Muchos de los libros que recomiendo aquí son difíciles de encontrar hoy día, a no ser que alguna productora se haya hecho con sus derechos cinematográficos —como es el caso de La Rueda del Tiempo— y la editorial haya ejercido sus derechos pirañescos para sacar alguna reedición. Sin embargo aún no es imposible. Me aseguré de no incluir los que ya no se encuentran salvo que cante el gallo en el mercado de segunda mano. Si usted es un amante de la literatura, le recomiendo atreverse con cualquiera de estas obras, no porque espere crear un nuevo adepto al género, sino porque cualquier lector que se precie debe haber leído toda clase de géneros y autores. Siempre habrá unos que se antepongan a otros, pero al final lo que se valora es el poder atemporal de la lectura. Y es una pena que los prejuicios priven a tantos de descubrir un nuevo modo de volar por encima de nuestra realidad. La globalización cultural apunta a que pronto desaparecerán los límites formales de la literatura de fantasía. Nos encontraremos diferencias materiales, poco más.
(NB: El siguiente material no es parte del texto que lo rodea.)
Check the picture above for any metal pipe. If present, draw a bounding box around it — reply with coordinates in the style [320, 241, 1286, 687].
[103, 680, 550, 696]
En cuanto al género de literatura de fantasía en español, afirmo, como siempre hago, que no hay nada contemporáneo que merezca la pena. No perderé mi tiempo en recomendarlo para que ustedes no pierdan el suyo en leerlo. Si acaso les ofrezco una simple conclusión: la fantasía en español resulta pésima, porque quienes son publicados copian con chabacanería patria los éxitos anglosajones. De este modo nunca tendremos una gran obra de fantasía que huya del esquema americano. Pero como cada libro es hijo de su tiempo, los libros tontos son solo un reclamo para las presas, digo lectores, que los han de consumir. Hay libros para niños tontos porque los criamos tontos, y la fantasía es para lectores huecos porque ya no quedan de otro tipo.